Sadece "cephe" örgütlerinde bir konuşmacı ve şiir okuyucusudur. Kadın olarak payına düşen, sadece koleksiyonculardır. Bunlarla, sabahları yeni bir dünyaya uyanmak imkânsızdır. Nâzım, sabahları, şafakta, ancak aç karnına tüttürülen bir sigaradan tad almaktadır. Halbuki sabahlar, bütün kaygı ve düşüncelerden uzaktır. Düşünen bir insan için en büyük dünya sabahtır. Sevgi ve arzu, dünyasıdır. Sabah'tır. Yeni vatanında, Nâzım'ın sabahı yoktur.
Belki sevgili bildiği bir koleksiyoncu yan odada, bir hoyrat vücutla sabahı deniyor; "karısı" bile Nâzım'ın ölümünü, vücudu çok soğuduktan sonra anlamıştı. Nâzım, ikinci vatanında, sadece ve sadece kocaldığını fark etmek zorunda kalıyordu."
VERA'YA SERT SÖZLER
Kitabın "Zavallı Nâzım" başlığını taşıyan bölümünde Nâzım Hikmet'in eşi Vera Tulyakova'nın "Nâzım'la" ismini taşıyan kitabını ele alan Yalçın Küçük, Vera'nın kitabı, Nâzım'la beraberliğini anlatmak için değil, kendisini savunmak için yazdığı görüşünü ortaya atıp ekliyor: "Eğer herhangi bir "Nâzımsever" bu kitabı okumuş olsaydı ya artık Nâzım'ı sevmekten vazgeçmeli ya da bu kitabı reddetmeliydi. Çünkü bu kitapta son derece zavallı, acınacak ölçüde cılız bir Nâzım var."

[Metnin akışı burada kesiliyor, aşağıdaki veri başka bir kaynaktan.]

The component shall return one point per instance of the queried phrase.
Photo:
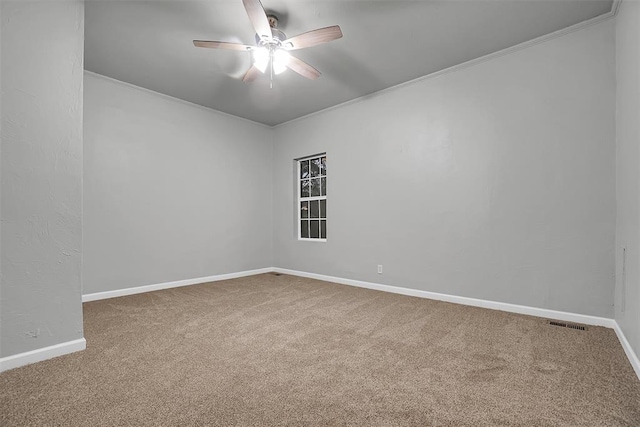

"Tulyakova, Nâzım Hikmet'i hiç sevmiş midir?" sorusuna yanıt arayan Prof. Küçük, "Vera Tulyakova acaba Nâzım öldükten ve kendisi yaşlandıktan sonra mı Nâzım Hikmet'i sevmeye başladı? Bilemiyorum" deyip, Tulyakova'nın Nâzım Hikmet'e geç kalmış düşkünlüğünde ticari bir kaygı bulunabileceğini, Sovyetlerin çözülüşü esnasında Avrupa'da ve Türkiye'de düzenlenen Nâzım toplantılarının ve "Nâzım'a yurttaşlık kampanyaları"nın da bu "ticari" kaygıya elverişli ortam oluşturduğunu savunuyor.
Nâzım'ın hayatının ayrıntılarına eğilmesini "Ben, Hikmet'i, en çok sevdiklerim gibi, en çok didikliyorum." diyerek açıklayan Yalçın Küçük'ün Tenkit'teki Nâzım Hikmet tezleri hayli konuşulacağa benziyor.